Écrit par Emma Jaquet Date : 22 sep. (10H32)
À la une Les Éboulements
Le Musée maritime de Charlevoix s’oppose à la décision du conseil municipal des Éboulements de geler un lot de terrain pour un dossier d’infrastructures de traitement des eaux usées.

Par voie de communiqué, le conseil d’administration de l’institution muséale a fait savoir qu’il ne cherchait pas le conflit avec la municipalité, mais qu’il estimait que d’autres solutions sont possibles.

Les Éboulements imposera une réserve pour fins publiques au lot 6 040 878 du cadastre du Québec appartenant au Musée maritime de Charlevoix, gelant tout développement sur le terrain pour les 5 prochaines années.

Par cette initiative, la municipalité souhaite apporter les modifications nécessaires au système de traitement des eaux usées pour se conformer aux exigences environnementales du gouvernement. L’implantation d’un étang aéré, qui fait partie des options soulevées, serait possible seulement sur le lot visé, une décision pour le « bien commun » de la population, estime le maire Emmanuel Deschenes.

Le Musée maritime voit cependant les choses d’un autre œil. « Ce terrain n’est pas un espace vacant.

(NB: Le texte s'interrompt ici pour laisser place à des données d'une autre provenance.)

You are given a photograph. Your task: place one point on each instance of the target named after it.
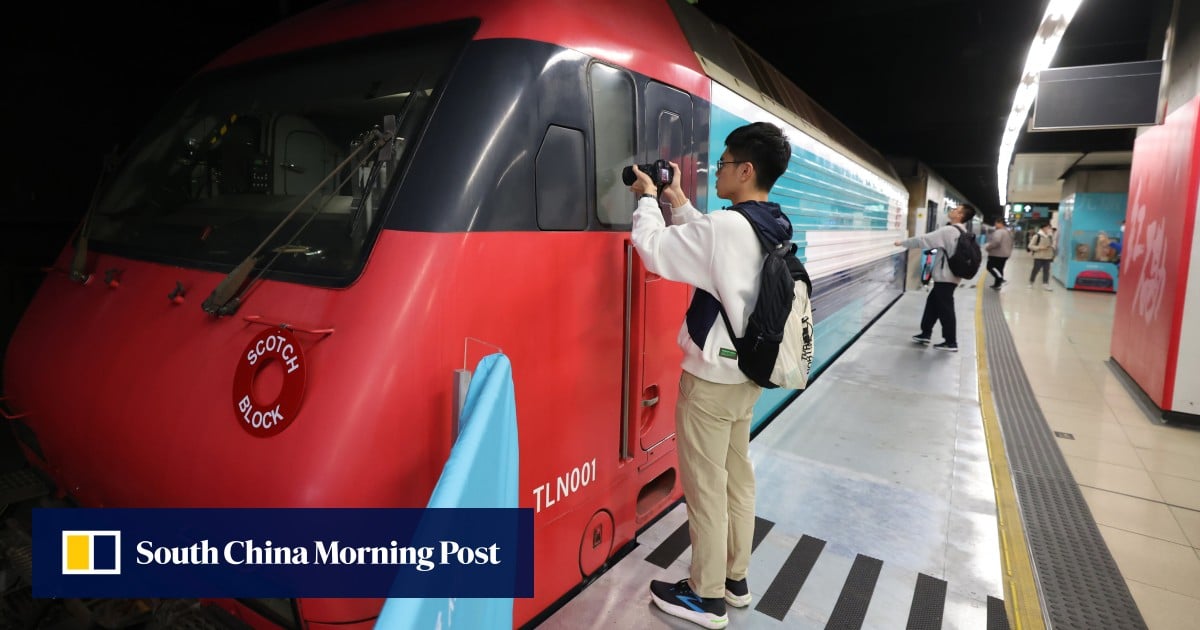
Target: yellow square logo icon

C’est un site patrimonial, un lieu de mémoire et de culture. […] Implanter un bassin de décantation dans la magnifique pinède du Musée, ce serait trahir l’esprit même de ces dons, pensés pour créer un îlot de verdure et de mémoire au cœur du village », plaide le musée.

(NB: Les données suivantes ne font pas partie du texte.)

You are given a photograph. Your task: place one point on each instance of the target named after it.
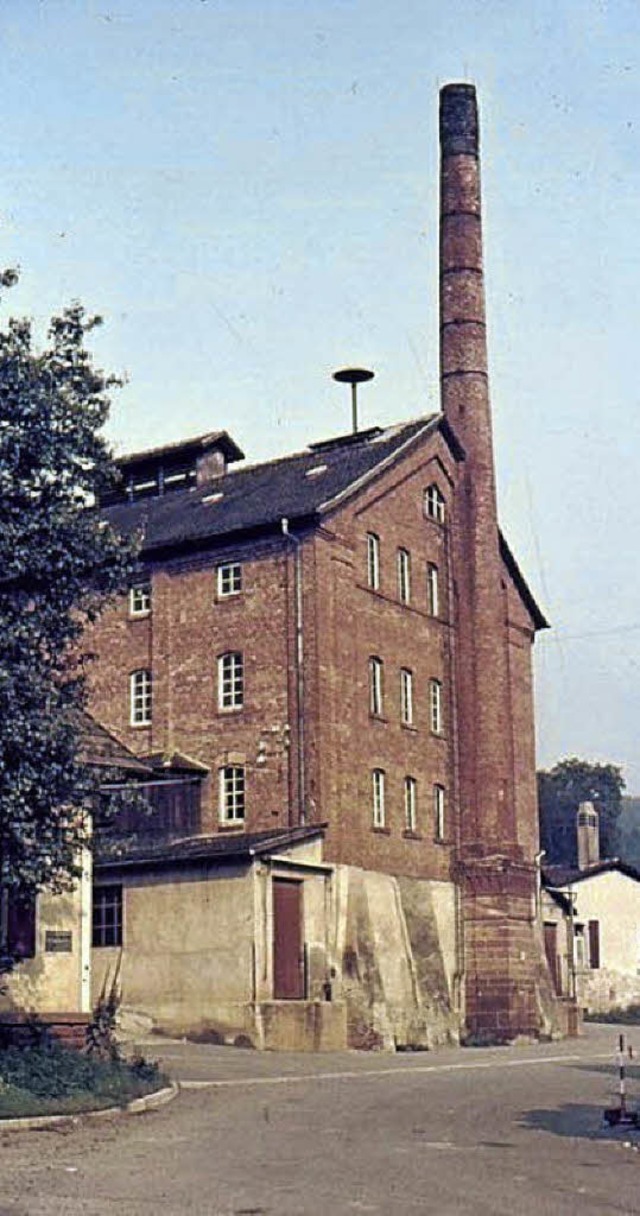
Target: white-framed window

L’institution muséale avance que d’autres projets similaires ailleurs au Québec, à Chambly, Sorel-Tracy, Huntingdon, Varennes, ont fait l’objet de critiques de la part de citoyens citant une perte de qualité de vie, des odeurs et la dévaluation de propriétés.

« Ici, l’emplacement choisi jouxte directement les aires de jeux pour enfants et les sentiers de randonnée. Imaginez l’image que retiendront les visiteurs : un bassin de décantation en lieu et place d’un parc historique et culturel. C’est frapper en plein coeur de l’un des attraits touristiques majeurs de Charlevoix », soutient le président du conseil d’administration, Claude Lafleur.

Le Musée maritime de Charlevoix maintient que les investissements des 10 dernières années, soit près de 15 M$, « n’avaient certainement pas pour but de préparer un décor à des bassins municipaux. »

D’autres options ont été nommées par la municipalité comme le dégrilleur avec usine et les bassins de décantation, mais viendraient avec une facture « exorbitante », selon le maire Emmanuel Deschênes.